The full quote is as follows:
“Scientific research is based on the assumption that all events, including the actions of mankind, are determined by the laws of nature. Therefore, a research scientist will hardly be inclined to believe that events could be influenced by a prayer, that is, by a wish addressed to a supernatural Being. However, we have to admit that our actual knowledge of these laws is only an incomplete piece of work (unvollkommenes Stückwerk), so that ultimately the belief in the existence of fundamental all-embracing laws also rests on a sort of faith. All the same, this faith has been largely justified by the success of science. On the other hand, however, every one who is seriously engaged in the pursuit of science becomes convinced that the laws of nature manifest the existence of a spirit vastly superior to that of men, and one in the face of which we with our modest powers must feel humble. The pursuit of science leads therefore to a religious feeling of a special kind, which differs essentially from the religiosity of more naive people. With friendly greetings, your Albert Einstein.”
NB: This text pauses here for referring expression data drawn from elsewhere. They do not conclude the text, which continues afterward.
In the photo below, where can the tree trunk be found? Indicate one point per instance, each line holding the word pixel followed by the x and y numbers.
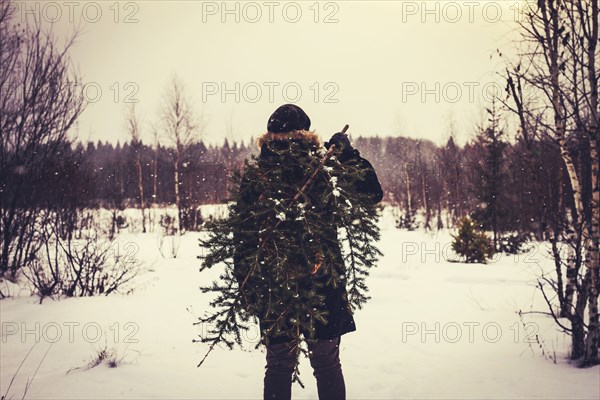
pixel 138 163
pixel 177 194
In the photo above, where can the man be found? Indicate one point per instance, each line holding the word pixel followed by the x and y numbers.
pixel 287 148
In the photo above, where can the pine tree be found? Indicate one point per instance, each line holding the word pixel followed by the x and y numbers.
pixel 306 199
pixel 492 213
pixel 473 245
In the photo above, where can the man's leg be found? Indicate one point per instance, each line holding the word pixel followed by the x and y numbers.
pixel 281 359
pixel 325 359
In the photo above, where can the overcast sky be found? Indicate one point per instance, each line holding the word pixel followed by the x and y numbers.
pixel 384 67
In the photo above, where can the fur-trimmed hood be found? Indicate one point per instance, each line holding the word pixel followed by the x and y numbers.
pixel 309 136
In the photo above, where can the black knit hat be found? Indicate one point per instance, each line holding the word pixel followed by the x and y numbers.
pixel 288 117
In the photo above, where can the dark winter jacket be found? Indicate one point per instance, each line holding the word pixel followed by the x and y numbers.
pixel 339 319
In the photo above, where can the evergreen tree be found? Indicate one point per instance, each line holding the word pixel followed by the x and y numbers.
pixel 289 245
pixel 473 245
pixel 491 213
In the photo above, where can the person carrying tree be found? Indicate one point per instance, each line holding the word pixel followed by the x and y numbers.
pixel 287 256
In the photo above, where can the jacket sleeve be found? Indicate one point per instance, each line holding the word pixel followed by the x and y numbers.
pixel 368 183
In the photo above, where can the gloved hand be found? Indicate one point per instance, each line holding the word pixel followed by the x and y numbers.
pixel 341 142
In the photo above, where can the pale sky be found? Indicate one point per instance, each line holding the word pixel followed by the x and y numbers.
pixel 387 68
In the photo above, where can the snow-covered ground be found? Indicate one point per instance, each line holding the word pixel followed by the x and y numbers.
pixel 433 329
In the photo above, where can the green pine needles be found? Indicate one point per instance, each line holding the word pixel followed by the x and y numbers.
pixel 296 223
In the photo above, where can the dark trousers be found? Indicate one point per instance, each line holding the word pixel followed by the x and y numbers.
pixel 324 358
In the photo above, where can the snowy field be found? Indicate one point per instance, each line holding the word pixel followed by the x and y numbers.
pixel 434 329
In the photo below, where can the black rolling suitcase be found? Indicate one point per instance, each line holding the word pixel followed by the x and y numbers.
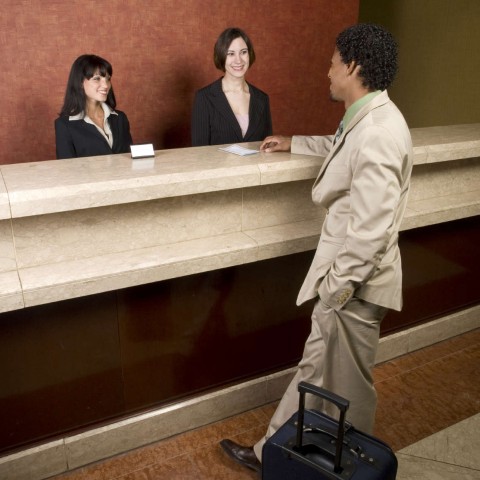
pixel 325 448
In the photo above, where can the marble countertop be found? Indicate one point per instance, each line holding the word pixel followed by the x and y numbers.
pixel 62 185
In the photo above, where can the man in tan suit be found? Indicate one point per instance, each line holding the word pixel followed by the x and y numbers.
pixel 356 273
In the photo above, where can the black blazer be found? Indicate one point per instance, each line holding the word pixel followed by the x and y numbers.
pixel 214 123
pixel 76 138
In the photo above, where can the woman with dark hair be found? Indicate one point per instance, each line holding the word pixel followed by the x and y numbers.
pixel 230 110
pixel 88 124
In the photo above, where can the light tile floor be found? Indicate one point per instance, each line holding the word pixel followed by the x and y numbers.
pixel 428 411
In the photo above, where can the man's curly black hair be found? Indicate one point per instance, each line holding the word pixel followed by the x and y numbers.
pixel 374 49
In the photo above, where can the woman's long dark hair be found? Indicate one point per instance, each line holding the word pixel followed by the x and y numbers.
pixel 85 67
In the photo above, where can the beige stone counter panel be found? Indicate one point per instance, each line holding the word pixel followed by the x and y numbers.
pixel 4 201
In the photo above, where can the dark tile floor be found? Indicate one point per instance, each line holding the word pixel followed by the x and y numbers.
pixel 418 394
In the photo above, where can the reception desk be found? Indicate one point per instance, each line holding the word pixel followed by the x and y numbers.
pixel 134 291
pixel 83 226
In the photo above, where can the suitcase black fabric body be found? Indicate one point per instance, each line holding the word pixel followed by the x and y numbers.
pixel 325 448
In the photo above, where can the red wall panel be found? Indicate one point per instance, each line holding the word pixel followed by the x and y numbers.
pixel 161 52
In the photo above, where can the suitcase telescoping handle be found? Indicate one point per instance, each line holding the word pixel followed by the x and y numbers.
pixel 341 403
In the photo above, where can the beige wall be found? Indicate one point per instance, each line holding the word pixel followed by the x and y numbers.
pixel 439 57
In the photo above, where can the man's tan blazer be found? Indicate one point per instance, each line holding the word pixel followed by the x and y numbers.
pixel 363 185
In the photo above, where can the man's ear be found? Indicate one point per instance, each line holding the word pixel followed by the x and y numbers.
pixel 353 68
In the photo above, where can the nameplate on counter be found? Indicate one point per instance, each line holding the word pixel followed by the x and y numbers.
pixel 142 151
pixel 238 150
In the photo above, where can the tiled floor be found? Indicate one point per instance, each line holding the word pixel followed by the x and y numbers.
pixel 427 411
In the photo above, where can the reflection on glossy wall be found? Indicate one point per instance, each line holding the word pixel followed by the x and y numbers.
pixel 161 52
pixel 439 41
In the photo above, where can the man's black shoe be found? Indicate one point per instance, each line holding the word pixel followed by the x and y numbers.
pixel 243 455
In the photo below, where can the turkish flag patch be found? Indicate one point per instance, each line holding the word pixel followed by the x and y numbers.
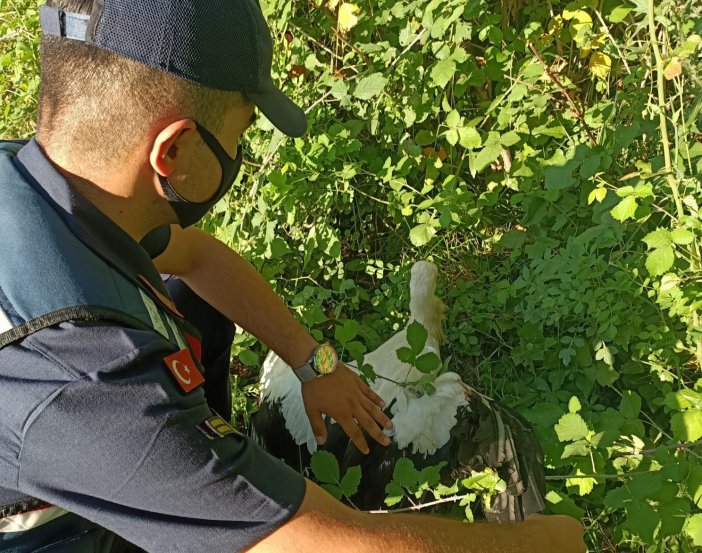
pixel 184 370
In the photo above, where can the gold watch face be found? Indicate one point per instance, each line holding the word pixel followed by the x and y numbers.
pixel 325 359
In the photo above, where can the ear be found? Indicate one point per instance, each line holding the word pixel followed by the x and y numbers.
pixel 165 149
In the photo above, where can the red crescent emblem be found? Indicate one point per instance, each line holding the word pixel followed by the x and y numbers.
pixel 184 370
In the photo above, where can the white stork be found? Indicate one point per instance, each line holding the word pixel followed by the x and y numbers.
pixel 454 424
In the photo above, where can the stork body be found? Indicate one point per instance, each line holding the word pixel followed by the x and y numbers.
pixel 455 424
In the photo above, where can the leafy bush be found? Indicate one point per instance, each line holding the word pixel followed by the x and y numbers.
pixel 548 158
Jesse M: Many thanks for visiting the website and writing a valuable comment. The phrase about “modest powers” is not in either of the two references given above and there is no ellipsis specifying omitted words [PSAE] [UQAE]. “The Ultimate Quotable Einstein” cites “Dear Professor Einstein” and the Einstein Archives. Here is the reference:
To Phyllis Wright, January 24, 1936. In Calaprice, Dear Professor Einstein, 128-129. Einstein Archives 42-602
Yet, it is conceivable that the letter was shortened and the “modest powers” phrase was in the original. I will send an email to an individual at the Albert Einstein Archives in Jerusalem to try to learn more. Your desire to obtain and share the most accurate information is greatly appreciated.
Thanks for looking into it. It seems odd that the two sources would give different references to the Einstein Archives, the Max Jammer reference is 53-337 and the Alice Calaprice reference is 42-602; maybe one is a draft and one was actually sent, something like that?
I, too, would like to know the truth about this.
A couple of years ago, Meg Whitman, candidate for governor of California, used a bogus Einstein quote, about the definition of insanity doing the same thing over and over and expecting a different result.
I’m suspicious of any quote attributed to Einstein, especially on the topic of religion. Reality can be a slippery thing. . This is a good example of trying to decide how we know what we think we know.
Jesse M. and Dave Wyman: I have updated the post to reflect additional research. Thanks for your comments.
A much fuller sense of what Einstein was writing about – which, in a polite way, states of opposite what the brief quote seems to say – is contained in this post. Thanks.